“The mean reds are terrible, it’s like your scared and you don’t know what you’re scared of” – Breakfast at Tiffany’s

The reason bad days feel worse when you’re living on your own terms is that you don’t have the muzzy comfort of routine. Daily life as a wage slave is full of inbuilt irritations that serve to keep you on edge, off-balance, and distracted.
Even perfect lives aren’t perfect. Some days start at rock bottom and get shittier. Some days freedom feels like a curse and you’d give anything for the comfort of nine-to-five boredom. Bad days are not worse when you are creating your own life, but they can feel worse because you aren’t numb.
Run-of-the-mill life is designed to deaden the senses by pummelling them with alarm clocks, traffic jams, grumpy bosses, bad news, irritable partners, overdue bills and outrageous expectations. The constant nag of routine is socially useful because it distracts people from the monstrousness of the fact that they’re pissing their lives away. The white-noise nerve chafing drives people to drugs, booze, binge eating and dissatisfying sex, which creates a toxic feedback loop of hangovers, self-loathing, and disillusionment.
When you choose to live creatively you break the cycle and can eradicate most, or all, of these insignificant irritations. This is fantastic, because it frees to you focus on what really matters in your life. It is also intermittently terrifying because when you are up against it you actually feel.
Without the opiate of routine you have to face life as it is, with the full knowledge of who you are. Dealing with the bogus problems and solutions of 21st century consumer capitalist culture is not adequate preparation for meeting life on a meaningful level. If you’re used to getting through a rough day by gossiping with your co-workers, taking a long lunch, or getting drunk then being on your own is going to feel like hell. You can’t blot out the malaise, or ride it out on someone else’s time. You can still go out and get loaded, pick a fight, kick the dog, or whatever, but it won’t be as satisfying. Temporary distractions are just that. They only work if there is a constant stream of them; if you never have time to process and recover from one before the next one appears.
Living your own life, however, means taking the time to process, and allowing things to assume their correct proportions.
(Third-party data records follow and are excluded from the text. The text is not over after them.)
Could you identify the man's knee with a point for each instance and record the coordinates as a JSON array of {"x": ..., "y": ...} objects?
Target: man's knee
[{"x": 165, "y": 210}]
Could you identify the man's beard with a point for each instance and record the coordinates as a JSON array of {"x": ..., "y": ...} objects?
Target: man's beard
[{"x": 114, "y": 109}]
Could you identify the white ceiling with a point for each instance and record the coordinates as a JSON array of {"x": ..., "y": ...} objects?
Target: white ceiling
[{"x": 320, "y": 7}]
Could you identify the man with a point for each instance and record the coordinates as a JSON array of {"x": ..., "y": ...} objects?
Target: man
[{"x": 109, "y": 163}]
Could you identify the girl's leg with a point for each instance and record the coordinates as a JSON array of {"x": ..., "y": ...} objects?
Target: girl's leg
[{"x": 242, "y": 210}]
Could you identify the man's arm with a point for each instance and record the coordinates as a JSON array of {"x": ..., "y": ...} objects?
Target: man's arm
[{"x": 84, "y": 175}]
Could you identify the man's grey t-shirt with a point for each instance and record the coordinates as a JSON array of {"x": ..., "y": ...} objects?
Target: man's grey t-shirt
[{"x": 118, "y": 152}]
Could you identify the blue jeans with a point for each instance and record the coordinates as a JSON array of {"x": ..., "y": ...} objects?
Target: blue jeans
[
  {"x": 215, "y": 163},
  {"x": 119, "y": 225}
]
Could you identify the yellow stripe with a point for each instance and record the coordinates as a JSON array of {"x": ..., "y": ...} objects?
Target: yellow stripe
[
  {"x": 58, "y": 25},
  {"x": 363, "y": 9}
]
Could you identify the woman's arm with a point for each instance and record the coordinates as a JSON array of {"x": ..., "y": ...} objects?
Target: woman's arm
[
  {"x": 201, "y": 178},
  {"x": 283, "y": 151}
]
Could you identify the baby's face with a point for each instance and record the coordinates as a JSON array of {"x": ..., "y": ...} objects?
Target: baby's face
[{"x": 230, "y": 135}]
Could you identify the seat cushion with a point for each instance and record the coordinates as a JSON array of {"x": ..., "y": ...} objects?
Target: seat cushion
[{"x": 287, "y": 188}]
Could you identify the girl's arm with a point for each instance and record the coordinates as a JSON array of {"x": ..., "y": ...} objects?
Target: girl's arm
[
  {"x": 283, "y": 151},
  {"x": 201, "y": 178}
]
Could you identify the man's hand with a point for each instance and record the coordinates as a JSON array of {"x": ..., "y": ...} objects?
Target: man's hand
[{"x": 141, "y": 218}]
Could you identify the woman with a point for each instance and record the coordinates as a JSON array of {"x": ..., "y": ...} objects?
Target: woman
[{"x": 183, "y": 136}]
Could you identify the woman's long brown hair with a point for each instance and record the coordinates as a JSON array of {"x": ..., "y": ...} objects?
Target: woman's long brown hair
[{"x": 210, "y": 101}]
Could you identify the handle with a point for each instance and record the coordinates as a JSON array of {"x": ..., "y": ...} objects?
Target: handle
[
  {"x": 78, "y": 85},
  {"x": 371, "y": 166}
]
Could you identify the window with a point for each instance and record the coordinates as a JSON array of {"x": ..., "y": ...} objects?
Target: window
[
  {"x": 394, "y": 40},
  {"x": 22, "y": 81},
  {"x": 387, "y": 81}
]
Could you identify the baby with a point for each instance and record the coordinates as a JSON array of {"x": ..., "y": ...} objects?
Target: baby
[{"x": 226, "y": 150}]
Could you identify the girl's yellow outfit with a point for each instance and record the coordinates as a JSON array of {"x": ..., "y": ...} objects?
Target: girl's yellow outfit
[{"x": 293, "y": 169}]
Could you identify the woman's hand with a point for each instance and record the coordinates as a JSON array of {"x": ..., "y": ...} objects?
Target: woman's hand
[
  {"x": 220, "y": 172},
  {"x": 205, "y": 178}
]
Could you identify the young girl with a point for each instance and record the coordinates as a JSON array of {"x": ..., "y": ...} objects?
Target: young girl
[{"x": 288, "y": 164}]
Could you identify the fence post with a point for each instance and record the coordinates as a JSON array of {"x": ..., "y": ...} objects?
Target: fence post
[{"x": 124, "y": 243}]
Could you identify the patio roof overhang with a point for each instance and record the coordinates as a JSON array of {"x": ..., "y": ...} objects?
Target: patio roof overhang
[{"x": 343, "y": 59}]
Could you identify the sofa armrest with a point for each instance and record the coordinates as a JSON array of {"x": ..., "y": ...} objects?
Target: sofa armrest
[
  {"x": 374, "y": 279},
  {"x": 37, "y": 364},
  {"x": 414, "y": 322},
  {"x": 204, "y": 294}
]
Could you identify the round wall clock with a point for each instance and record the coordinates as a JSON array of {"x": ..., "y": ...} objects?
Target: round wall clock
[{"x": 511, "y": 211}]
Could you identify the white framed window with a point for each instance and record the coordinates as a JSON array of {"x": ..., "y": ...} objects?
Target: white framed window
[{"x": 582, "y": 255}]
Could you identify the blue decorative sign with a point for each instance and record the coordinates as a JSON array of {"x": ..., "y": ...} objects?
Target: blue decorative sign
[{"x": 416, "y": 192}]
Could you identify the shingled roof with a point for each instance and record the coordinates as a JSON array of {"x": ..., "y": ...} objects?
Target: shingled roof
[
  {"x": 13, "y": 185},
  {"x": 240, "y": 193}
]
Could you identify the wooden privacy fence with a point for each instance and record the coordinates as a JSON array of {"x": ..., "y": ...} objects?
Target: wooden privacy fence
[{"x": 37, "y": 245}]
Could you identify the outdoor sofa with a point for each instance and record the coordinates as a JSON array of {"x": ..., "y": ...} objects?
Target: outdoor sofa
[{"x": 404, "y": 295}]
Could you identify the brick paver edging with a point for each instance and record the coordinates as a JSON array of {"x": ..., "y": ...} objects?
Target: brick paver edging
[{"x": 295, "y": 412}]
As a result, life can seem much vaster and scarier than before. It takes humility, as well as courage, to step out of the rat race and that humility comes with interesting consequences.
When you take responsibility for your own life you acknowledge that the universe is larger than you, and that the only thing you ultimately control is yourself. You cannot make this deal then kid yourself that the world revolves around you; or expect God, the government or mom and dad to bail you out. We are not culturally equipped to deal with this level of freedom. Following orders means that there is always someone else to blame, which can be nice.
You can’t be a little bit free, though. Either you’re all in or all out. So when the mean reds hit get through as best you can. Before you reach for the bottle, or the remote, think about what is really bothering you. Little things add up, obscuring the disease beneath frivolous symptoms. Dig in. Once you face what lies behind your fear you can figure out how to conquer it.